As Jung's collected works began to appear in the 50's and 60's, it became clear to even the most cursory readers that at least two themes preoccupied the mind of the great Swiss psychologist: the work of his former master, Sigmund Freud, and the heritage of his pastor-father, traditional Protestant Christianity. Then, in 1961, Jung (1961) himself lent autobiographical credence to this, and further indicated that Freud had also been of crucial personal influence on him as well. Indeed, Jung devoted an entire chapter to Freud, and Freud was the only person, with the exception of his own immediate family, to receive mention.

More recently, the publication of the Freud-Jung letters (McGuire, 1974) has provided an intimate and detailed account of that relationship, about which Jung had only reminisced and about which others could only have speculated. These letters provide students of the history of the psychoanalytic movement with detailed evidence regarding Jung's personal life—and of course, Freud's—over an extended period of time, a period—and this is crucial—before which, so to speak, “Jung became Jung.” For, during his psychoanalytic years, Jung was at best a promising but undistinguished follower of Freud's ideas; but, shortly after this period, he produced in a brief span of time the leading ideas for his new psychology.
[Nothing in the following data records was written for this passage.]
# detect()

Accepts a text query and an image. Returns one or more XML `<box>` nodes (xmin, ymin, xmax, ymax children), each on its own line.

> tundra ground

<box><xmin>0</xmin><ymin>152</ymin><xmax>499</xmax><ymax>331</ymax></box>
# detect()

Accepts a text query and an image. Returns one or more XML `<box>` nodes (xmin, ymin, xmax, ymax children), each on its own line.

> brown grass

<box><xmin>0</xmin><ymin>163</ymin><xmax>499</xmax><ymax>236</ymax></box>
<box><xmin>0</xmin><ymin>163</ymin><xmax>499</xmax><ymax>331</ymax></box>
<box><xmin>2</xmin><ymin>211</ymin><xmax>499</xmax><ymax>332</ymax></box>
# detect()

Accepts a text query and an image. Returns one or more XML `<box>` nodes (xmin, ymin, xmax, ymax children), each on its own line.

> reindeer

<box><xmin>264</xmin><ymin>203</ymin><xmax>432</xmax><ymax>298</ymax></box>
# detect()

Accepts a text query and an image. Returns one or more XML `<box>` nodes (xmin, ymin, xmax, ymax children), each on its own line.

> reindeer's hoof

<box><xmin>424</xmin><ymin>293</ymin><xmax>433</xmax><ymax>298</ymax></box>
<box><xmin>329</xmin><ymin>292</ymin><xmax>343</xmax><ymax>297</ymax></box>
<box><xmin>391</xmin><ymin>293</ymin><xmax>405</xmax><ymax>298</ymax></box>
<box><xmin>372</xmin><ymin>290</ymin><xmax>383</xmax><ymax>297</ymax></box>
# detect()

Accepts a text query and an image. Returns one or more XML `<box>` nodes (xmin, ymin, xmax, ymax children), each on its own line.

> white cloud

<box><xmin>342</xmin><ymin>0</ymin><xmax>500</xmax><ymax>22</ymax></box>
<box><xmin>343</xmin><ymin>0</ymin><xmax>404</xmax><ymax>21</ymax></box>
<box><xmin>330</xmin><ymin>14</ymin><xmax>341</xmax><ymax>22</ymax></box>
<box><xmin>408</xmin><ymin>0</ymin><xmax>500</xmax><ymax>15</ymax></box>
Furthermore, the letters give some basis for testing the observation made by Joseph Wheelwright (1976), a Jungian analyst trained by Jung, to the effect that, throughout his mature life, Jung again and again came back to a haunting question: What had gone wrong in his relationship to Freud?

With these materials at hand—Jung's works, his autobiography, his letters—I wrote my study of the rise of modern psychological man and his psychological society and of Jung's place in it (Homans, 1979).